Today Felix Baumgartner rode a capsule into the sky, buoyed by a helium-filled balloon, up 25 miles into the very thin atmosphere, and then he stepped out and began the long, four-minute fall to earth, when he unfurled his parachute and stepped back onto solid ground. He was falling, for a time, at over 800 miles per hour in his little space suit, looking like someone out of "2001 A Space Odyssey." I'm not sure what we learn from such feats, even thinking of a man moving faster than the speed of sound, any more than people a century ago trying to figure out how to survive a leap over Niagara Falls. But learn we do, and we keep moving on, discovering new territory.
Others have tried such feats of altitude. A note came in today from the alumni people at St. Mary of the Plains College, where I used to teach, that an alumnus there, Nick Piantanida, made his own attempt in 1966, which ended in his death four months later. He had made other attempts, from early in life to this final dive, to challenge the gravitational field--not bad for a truck driver. You can read more about that 1966 attempt in the article linked above.
The real tragic stories, though, are the failure not of an individual, but of a people. I can't help shake the sense that it's just wrong to put a person to death for crimes they have committed.
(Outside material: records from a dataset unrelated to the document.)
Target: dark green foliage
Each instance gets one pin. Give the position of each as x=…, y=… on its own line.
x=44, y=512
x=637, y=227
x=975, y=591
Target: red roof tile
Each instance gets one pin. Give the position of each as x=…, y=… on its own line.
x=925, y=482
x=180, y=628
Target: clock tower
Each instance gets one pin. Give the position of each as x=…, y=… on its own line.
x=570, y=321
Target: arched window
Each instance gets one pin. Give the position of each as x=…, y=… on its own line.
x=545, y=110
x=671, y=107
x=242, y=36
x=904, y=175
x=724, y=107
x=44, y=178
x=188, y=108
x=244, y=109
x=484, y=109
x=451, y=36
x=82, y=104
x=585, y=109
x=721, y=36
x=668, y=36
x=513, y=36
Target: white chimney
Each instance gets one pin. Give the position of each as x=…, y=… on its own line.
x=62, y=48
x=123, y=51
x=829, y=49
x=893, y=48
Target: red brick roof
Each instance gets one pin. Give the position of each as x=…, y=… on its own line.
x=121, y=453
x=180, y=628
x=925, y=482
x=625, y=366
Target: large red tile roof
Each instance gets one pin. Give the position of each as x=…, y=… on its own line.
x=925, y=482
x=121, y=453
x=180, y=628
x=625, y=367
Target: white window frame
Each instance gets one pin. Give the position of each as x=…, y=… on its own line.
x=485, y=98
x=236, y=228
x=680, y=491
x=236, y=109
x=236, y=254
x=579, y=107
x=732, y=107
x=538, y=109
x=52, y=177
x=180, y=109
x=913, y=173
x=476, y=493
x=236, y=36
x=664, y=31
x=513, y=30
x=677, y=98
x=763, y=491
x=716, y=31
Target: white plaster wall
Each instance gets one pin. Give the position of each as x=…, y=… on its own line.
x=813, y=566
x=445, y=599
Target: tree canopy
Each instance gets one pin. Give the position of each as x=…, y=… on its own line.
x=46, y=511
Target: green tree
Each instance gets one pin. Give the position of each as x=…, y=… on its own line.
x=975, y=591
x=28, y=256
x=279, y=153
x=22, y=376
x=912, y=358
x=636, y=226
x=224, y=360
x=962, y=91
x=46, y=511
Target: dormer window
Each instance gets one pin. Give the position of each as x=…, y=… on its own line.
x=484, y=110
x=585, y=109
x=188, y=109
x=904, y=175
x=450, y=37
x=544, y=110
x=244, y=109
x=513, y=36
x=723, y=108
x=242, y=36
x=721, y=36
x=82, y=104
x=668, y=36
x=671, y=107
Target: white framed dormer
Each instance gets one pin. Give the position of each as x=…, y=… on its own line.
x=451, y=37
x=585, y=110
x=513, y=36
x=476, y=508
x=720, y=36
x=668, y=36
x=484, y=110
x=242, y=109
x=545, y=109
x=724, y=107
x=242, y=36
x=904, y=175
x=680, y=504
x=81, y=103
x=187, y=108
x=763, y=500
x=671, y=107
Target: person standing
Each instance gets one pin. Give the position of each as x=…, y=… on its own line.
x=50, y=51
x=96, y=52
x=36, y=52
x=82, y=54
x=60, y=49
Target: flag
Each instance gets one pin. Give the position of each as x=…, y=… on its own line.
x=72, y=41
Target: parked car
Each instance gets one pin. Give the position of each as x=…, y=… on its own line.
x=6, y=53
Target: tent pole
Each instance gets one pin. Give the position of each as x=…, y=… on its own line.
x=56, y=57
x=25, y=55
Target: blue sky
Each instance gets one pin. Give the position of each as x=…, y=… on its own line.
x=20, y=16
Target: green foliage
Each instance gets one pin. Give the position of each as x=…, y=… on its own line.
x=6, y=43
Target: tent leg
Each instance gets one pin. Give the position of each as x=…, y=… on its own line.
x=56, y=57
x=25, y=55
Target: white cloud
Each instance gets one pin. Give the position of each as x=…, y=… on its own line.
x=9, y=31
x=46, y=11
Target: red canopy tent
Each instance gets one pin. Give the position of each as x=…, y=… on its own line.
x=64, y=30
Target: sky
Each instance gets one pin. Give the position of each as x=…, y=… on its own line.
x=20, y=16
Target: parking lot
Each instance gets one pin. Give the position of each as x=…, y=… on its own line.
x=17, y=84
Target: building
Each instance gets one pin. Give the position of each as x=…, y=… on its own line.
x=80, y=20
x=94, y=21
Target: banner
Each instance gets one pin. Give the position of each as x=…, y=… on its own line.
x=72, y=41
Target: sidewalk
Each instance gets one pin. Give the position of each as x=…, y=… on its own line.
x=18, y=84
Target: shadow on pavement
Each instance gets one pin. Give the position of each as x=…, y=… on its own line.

About 24 hours from now, the State of South Dakota will put Eric Roberts to death. I almost wrote "will kill Eric Roberts." Same thing? Sounds worse, doesn't it? Roberts is a convicted murder and rapist. He'll come to earth too, in his own way. His death will bring some closure to the families of his victims, perhaps. I hope so, because all South Dakotans share in the responsibility for what will now happen to Roberts.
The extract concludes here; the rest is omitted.